4. Pull Out Your Slow-Cooker
Your slow cooker might not get as much love at parties as your punchbowl or favorite serving platters, but it’s just as useful when you’re feeding a crowd. Use it to serve big batches of warm appetizers like dips or chicken wings, or to keep side dishes hot. It’s also great in the winter for serving big-batch warm cocktails like spiced cider or mulled wine. (Click here for more unexpected uses for your slow-cooker.)

5. Pick Pasta
Pasta is a smart main dish choice because you can feed a large group without emptying your wallet or spending hours in the kitchen. You can’t go wrong with a simple baked pasta dish like a lasagna, macaroni and cheese, or baked ziti, which can be adapted to suit just about any crowd, from vegetarians to meat lovers.

6. Serve Family or Buffet-Style
Part of the fun of a large gathering is passing dishes around the table. Instead of dishing out dozens of portions in the kitchen, serve everything in large pans and platters and let guests serve themselves at the table or in a buffet line. You’ll save yourself time and energy, and everyone will be able to choose exactly what, and how much, they want to eat.

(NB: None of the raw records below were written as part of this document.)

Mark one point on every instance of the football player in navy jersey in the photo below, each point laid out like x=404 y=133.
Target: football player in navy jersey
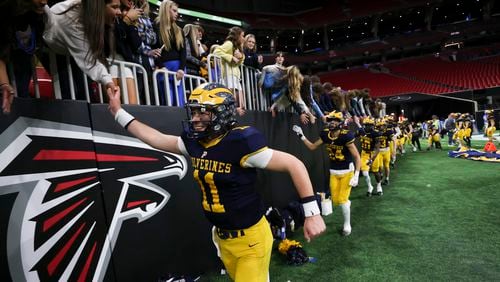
x=224 y=158
x=339 y=145
x=370 y=145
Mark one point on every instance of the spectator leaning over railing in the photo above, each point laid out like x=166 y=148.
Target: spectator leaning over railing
x=127 y=42
x=270 y=79
x=71 y=30
x=325 y=100
x=7 y=90
x=231 y=53
x=149 y=38
x=289 y=94
x=173 y=51
x=26 y=40
x=306 y=93
x=252 y=58
x=193 y=55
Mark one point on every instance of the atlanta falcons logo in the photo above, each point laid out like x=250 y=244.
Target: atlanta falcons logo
x=62 y=177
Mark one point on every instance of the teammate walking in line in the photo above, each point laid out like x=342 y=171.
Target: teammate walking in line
x=339 y=145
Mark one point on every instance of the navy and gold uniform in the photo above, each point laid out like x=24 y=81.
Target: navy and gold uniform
x=368 y=142
x=224 y=159
x=385 y=147
x=341 y=168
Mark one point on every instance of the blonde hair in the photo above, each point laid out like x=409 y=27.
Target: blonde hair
x=213 y=47
x=248 y=36
x=191 y=33
x=295 y=79
x=167 y=25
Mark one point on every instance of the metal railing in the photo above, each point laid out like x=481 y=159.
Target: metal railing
x=93 y=91
x=221 y=72
x=164 y=81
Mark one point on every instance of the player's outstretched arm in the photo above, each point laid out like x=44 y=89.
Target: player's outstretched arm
x=145 y=133
x=311 y=146
x=284 y=162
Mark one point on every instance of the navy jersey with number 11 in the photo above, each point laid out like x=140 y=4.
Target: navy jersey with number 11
x=230 y=200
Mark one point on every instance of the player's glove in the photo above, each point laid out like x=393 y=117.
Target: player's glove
x=298 y=130
x=354 y=179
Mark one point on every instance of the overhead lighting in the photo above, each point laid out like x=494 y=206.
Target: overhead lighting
x=200 y=15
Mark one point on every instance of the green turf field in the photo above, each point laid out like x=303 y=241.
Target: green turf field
x=438 y=220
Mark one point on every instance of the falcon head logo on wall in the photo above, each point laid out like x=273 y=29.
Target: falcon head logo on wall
x=64 y=224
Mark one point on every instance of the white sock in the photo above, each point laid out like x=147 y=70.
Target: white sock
x=346 y=211
x=368 y=180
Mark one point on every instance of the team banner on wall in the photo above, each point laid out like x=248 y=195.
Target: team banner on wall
x=69 y=193
x=81 y=199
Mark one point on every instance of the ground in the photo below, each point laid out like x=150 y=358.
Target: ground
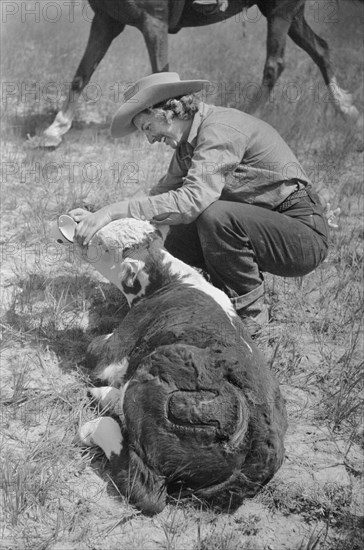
x=57 y=495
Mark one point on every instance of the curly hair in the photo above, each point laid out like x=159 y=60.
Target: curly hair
x=183 y=107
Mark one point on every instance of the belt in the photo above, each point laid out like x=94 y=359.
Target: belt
x=292 y=197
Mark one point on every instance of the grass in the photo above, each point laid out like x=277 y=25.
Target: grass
x=58 y=496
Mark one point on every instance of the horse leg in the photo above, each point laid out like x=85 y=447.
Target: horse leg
x=278 y=26
x=317 y=48
x=103 y=31
x=155 y=32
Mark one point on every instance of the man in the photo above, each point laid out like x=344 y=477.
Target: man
x=238 y=201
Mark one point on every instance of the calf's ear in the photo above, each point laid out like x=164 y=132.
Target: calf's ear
x=163 y=231
x=129 y=271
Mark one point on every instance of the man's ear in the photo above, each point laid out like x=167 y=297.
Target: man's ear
x=129 y=271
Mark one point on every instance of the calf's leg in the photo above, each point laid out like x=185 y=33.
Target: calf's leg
x=104 y=432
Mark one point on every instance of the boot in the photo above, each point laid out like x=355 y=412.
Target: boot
x=252 y=310
x=210 y=7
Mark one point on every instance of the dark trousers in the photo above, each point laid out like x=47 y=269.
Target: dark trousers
x=236 y=242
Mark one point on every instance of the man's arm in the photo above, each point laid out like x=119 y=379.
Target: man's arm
x=173 y=178
x=219 y=150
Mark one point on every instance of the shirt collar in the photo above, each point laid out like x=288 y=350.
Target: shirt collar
x=203 y=109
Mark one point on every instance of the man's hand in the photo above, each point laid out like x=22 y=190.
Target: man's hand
x=89 y=223
x=79 y=214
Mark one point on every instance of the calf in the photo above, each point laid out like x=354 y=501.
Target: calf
x=194 y=408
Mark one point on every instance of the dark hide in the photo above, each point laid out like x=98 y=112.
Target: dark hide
x=202 y=412
x=156 y=18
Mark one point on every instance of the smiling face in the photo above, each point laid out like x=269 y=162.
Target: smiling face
x=159 y=129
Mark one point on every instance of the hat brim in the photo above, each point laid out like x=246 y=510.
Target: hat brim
x=122 y=124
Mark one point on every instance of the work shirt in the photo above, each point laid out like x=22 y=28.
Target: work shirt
x=228 y=155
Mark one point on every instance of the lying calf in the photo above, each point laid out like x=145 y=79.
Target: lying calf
x=197 y=410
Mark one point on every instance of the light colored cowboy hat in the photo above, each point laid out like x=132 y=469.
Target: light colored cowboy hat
x=149 y=91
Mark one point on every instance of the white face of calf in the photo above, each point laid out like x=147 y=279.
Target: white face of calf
x=117 y=251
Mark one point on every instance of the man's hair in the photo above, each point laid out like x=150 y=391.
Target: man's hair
x=183 y=107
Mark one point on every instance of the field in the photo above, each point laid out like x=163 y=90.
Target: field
x=57 y=495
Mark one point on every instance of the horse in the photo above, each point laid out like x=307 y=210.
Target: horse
x=156 y=18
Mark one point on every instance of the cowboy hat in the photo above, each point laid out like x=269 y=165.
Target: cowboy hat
x=149 y=91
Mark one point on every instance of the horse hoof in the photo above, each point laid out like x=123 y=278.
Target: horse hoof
x=43 y=141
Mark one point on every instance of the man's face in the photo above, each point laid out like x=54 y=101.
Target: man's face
x=157 y=129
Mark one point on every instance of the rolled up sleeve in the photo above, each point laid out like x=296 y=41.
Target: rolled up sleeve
x=218 y=151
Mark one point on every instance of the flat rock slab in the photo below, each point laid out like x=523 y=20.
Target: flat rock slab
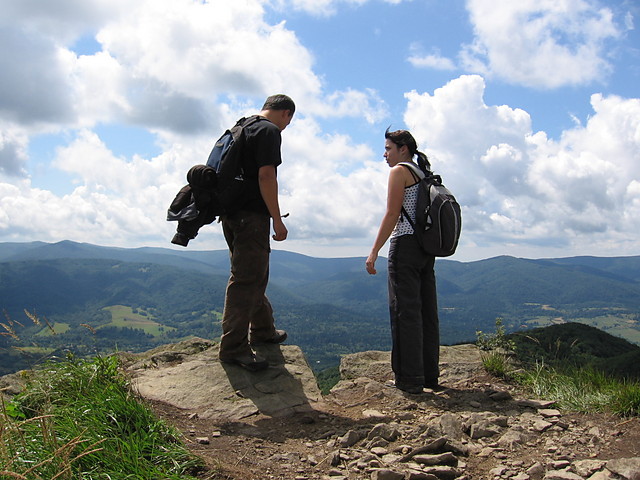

7. Make Dessert in a Sheet Pan
It’s not a party without a great dessert, and a sheet cake is the smartest way to go when you’re cooking for a crowd. Sheet cakes are easy enough for the most novice baker to prepare and most recipes feed 12 to 15 people. Get creative with our fun cake and topping combinations—try Strawberries and Cream in the spring, Sweet tea and Lemonade in the summer, or a fudgey Texas sheet cake in the winter. If you’re looking for something more portable, a big batch of brownies or bar cookies is a great option for picnics and potlucks.

8. Let People Pitch In
Of course we want our guests to sit back and relax. Ouf course we can all use help. Chances are, at least one of your guests (if not all of them) will ask at some point, “Is there anything I can do/bring/help with?” Don’t shoo them away with a cocktail. Accept their help. This can mean asking your amateur bartender friend to serve drinks, letting someone help set the table, or allowing everyone to bring a dish to pass.